Fabinho, aliás, é o típico garoto mimado de classe média alta. Na verdade, a família dos patrões é toda meio baseada em estereótipos, que são mesmo difíceis de fugir numa história como essa. Principalmente porque são personagens bem reais, e que precisam ser criticados. No entanto, me incomoda um pouco a falta de “personalização” deles, porque aí se lida mais com arquétipos do que com personagens tridimensionais. Por exemplo, a patroa Bárbara é a típica madame rica, fútil, que só anda bem vestida e maquiada, e só faz dar ordem aos empregados, além de brigar com eles. Essa personagem já apareceu inúmeras vezes no cinema para ser criticada, me lembro bastante de Miranda Priestly em O Diabo Veste Prada, até àquele filme O Diário de Uma Babá, onde Scarlett Johanson faz a babá do filho da Laura Linney. Todas essas mulheres são madames fúteis, um tanto malvadas, e que no fundo tem uma vida infeliz, os maridos querem deixá-las, tudo não passa de uma vida de aparências, e ainda por cima nem os filhos gostam delas, pois foram criados por babás. Aqui neste filme temos novamente um pouco de tudo isso, inclusive na cena em que Bárbara chama Fabinho e o acusa de não ligar para ela, mesmo ela tendo sofrido um acidente. A cena parece feita para julgarmos Bárbara, por estar fazendo drama, querendo atenção, ou ainda para inferirmos que isso é tudo culpa dela mesma por ter criado o filho assim, sem se importar com ninguém. Ao se criar uma personagem dessa forma, acho que até diminuem as chances de se criticar os sistemas de opressão como sistemas em si, pois se coloca toda a culpa nos indivíduos, nos vilões do filme. E se Val tivesse uma patroa boazinha, a vida estaria mais fácil para ela e outras milhões de domésticas? É muito fácil detestar Bárbara pelo jeito que a personagem foi construída, e perder de vista que essa é uma relação sistêmica generalizada no Brasil.  Um filme que mostra isso por um viés interessante, por exemplo, é o filme de Juliana Rojas de 2011, Trabalhar Cansa. Nele a patroa não é madame fútil, porém mantém o mesmo tipo de serviço que Bárbara tem com Val, tendo uma empregada que dorme em casa e tudo. E a relação é acidamente criticada no filme.

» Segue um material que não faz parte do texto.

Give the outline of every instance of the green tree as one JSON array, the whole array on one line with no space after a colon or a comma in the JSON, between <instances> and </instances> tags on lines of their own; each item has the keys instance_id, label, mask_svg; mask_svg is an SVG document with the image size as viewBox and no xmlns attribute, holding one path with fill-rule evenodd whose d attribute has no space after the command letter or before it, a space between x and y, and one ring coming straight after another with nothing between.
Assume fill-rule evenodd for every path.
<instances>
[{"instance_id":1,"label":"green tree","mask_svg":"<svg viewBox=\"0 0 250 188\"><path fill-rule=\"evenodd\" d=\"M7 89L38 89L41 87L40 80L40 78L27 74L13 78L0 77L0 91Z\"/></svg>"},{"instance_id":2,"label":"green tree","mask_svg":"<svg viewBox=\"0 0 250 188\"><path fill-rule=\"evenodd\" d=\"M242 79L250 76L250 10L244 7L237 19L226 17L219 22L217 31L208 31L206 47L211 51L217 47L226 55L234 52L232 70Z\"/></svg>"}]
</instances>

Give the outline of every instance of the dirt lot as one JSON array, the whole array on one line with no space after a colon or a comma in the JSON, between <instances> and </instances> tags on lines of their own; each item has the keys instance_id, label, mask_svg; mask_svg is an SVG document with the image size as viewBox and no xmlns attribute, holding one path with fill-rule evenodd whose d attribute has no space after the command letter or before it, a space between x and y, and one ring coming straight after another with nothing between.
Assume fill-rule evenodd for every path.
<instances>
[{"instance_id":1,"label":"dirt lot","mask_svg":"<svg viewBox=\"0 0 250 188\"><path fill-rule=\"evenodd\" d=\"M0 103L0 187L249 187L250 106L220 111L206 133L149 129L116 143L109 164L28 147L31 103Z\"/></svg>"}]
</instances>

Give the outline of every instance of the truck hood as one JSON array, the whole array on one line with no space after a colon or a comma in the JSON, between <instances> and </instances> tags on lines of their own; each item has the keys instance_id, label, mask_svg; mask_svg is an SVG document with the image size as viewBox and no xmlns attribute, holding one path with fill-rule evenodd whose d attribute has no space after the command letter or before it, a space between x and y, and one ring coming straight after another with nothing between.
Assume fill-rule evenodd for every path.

O patrão Zé Carlos acaba entrando também num certo clichê do marido ausente que já não tem atração pela própria esposa e vai atrás de uma mulher mais jovem (toda vez que ele chegava perto de Jéssica eu me arrepiava na cadeira do cinema, cruzes!). Porém, a ele o filme concede uma personalidade um pouco mais particular, até porque mostra um pouco mais o que ele faz da vida, pinta quadros, é meio vagabundo aparentemente (mas diz que é herdeiro), e é bastante, bastaaaante maluco, como uma cena desconcertante na cozinha mostra depois. O filho Fabinho, porém, não é muito desenvolvido (até porque nem precisa ser). Ele serve mais como um modelo de comparação para Jéssica. Um teve tudo do bom e do melhor, foi mimado e até hoje não possui muita maturidade. A outra, certamente nunca teve nada fácil, tampouco a mãe ali para apoiá-la. Já Fabinho teve duas mães a seu dispor, a dele e a de Jéssica.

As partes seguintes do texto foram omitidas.